Opportunity for Obama
There is widespread agreement in Israel that only strong U. S. pressures might forestall Netanyahu’s election, beginning with a warning by Obama that continued intransigence will jeopardize Israel’s alliance with the United States.
For obvious domestic political reasons, during the campaign Obama was unwilling to be seen as pressuring Israel. But his real views may be different: according to some reports, Obama has privately told Israeli leaders that Israel “would be crazy” to refuse the Arab peace plan. Moreover, if Obama chooses to play an activist role, he will have domestic political cover, for an end to the Israeli occupation and the creation of a viable Palestinian state has now received important high-level bipartisan support.
In particular, Brent Scowcroft and Zbigniew Brzezinski, the former national security advisers to President George H. W. Bush and President Jimmy Carter, have recently urged Obama to adopt the two-state consensus plan and to seek to overcome the obstacles to it by “speaking out clearly and forcefully — and press[ing] the case with steady determination.” As a recent editorial in Israel’s most prestigious newspaper, Haaretz, put it: if the Scowcroft/Brzezinski proposals are adopted by the Obama administration, both Palestinian and Israeli hard-liners would understand that if they opposed it, “they would be choosing confrontation with Obama’s America.”
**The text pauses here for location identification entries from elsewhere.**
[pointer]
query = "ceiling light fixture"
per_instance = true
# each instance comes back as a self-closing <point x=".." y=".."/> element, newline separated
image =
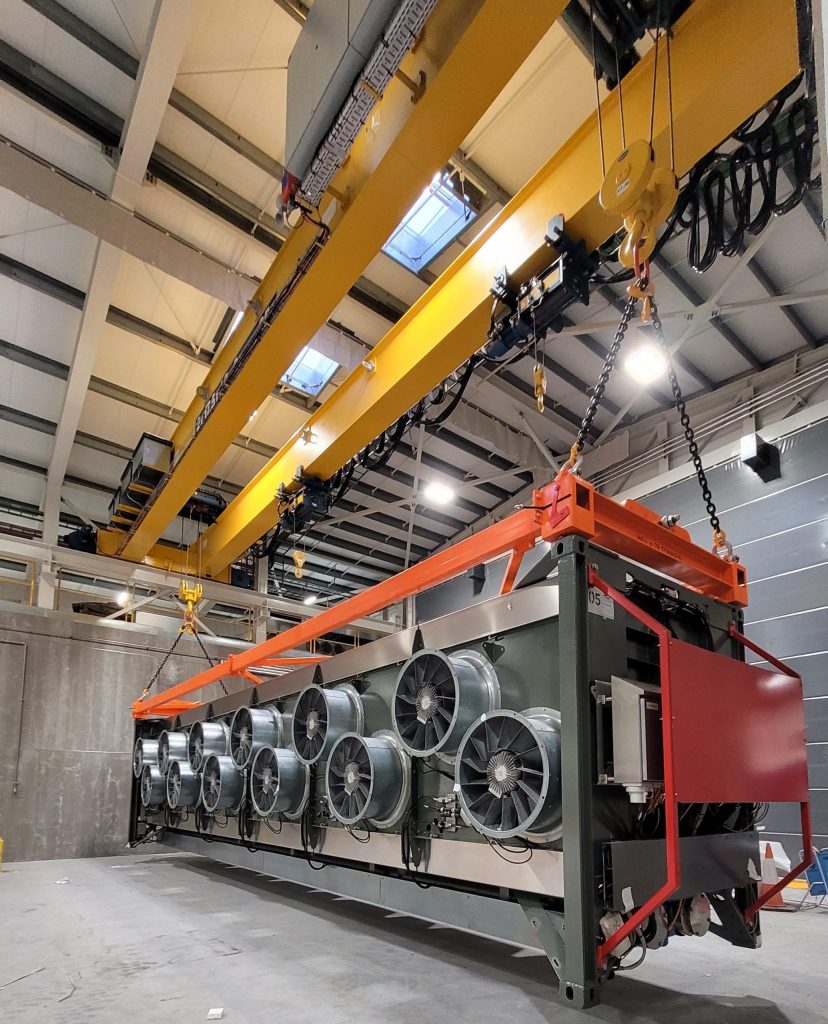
<point x="437" y="493"/>
<point x="646" y="364"/>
The strong Obama electoral victory, together with the incoming president’s remarkably widespread prestige and global popularity, has provided the United States with a unique, and perhaps fleeting, opportunity for this country to successfully press Israel and Hamas to agree to a two-state solution.
U.S. national security
The case for doing so does not rest only on the fact that it would serve the genuine interests of our Israeli ally: attaining such a settlement is a crucial national interest of the United States itself, for not only would it finally end the 60-year Israeli-Palestinian conflict, it would help stabilize moderate Arab governments and undercut the growing power of Islamic fundamentalists and terrorists throughout the Middle East.
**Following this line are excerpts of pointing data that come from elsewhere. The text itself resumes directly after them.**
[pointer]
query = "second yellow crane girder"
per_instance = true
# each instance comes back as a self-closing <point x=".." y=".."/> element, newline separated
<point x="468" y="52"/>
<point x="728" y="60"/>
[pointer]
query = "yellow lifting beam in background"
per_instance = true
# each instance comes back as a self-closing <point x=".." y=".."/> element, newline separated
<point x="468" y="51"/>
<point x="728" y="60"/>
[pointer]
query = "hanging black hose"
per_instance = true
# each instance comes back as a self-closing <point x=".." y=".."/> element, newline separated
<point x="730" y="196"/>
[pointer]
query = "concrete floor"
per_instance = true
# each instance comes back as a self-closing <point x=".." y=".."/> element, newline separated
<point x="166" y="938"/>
Indeed, such a settlement may even be crucial for homeland U. S. national security. Although not the only factor, there is no serious doubt that U.S. support of Israel’s policies toward the Palestinians is one of the main reasons Islamic terrorists are expected to again attack this country. Moreover, sooner or later Osama bin Laden, al-Qaida or other terrorist groups are likely to acquire nuclear or biological weapons. Since in all probability we cannot indefinitely prevent Islamic fundamentalists from gaining the technological capability of killing millions of Americans, our best hope is to reduce their motivation to do so, or at least the motivation of renegade states, like Iran, to help them.
The best way to do that is for Obama to use his personal prestige and the full range of U. S. power and influence to ensure a fair and comprehensive Arab-Israeli peace settlement, beginning with a major effort to persuade Israelis not to elect Netanyahu.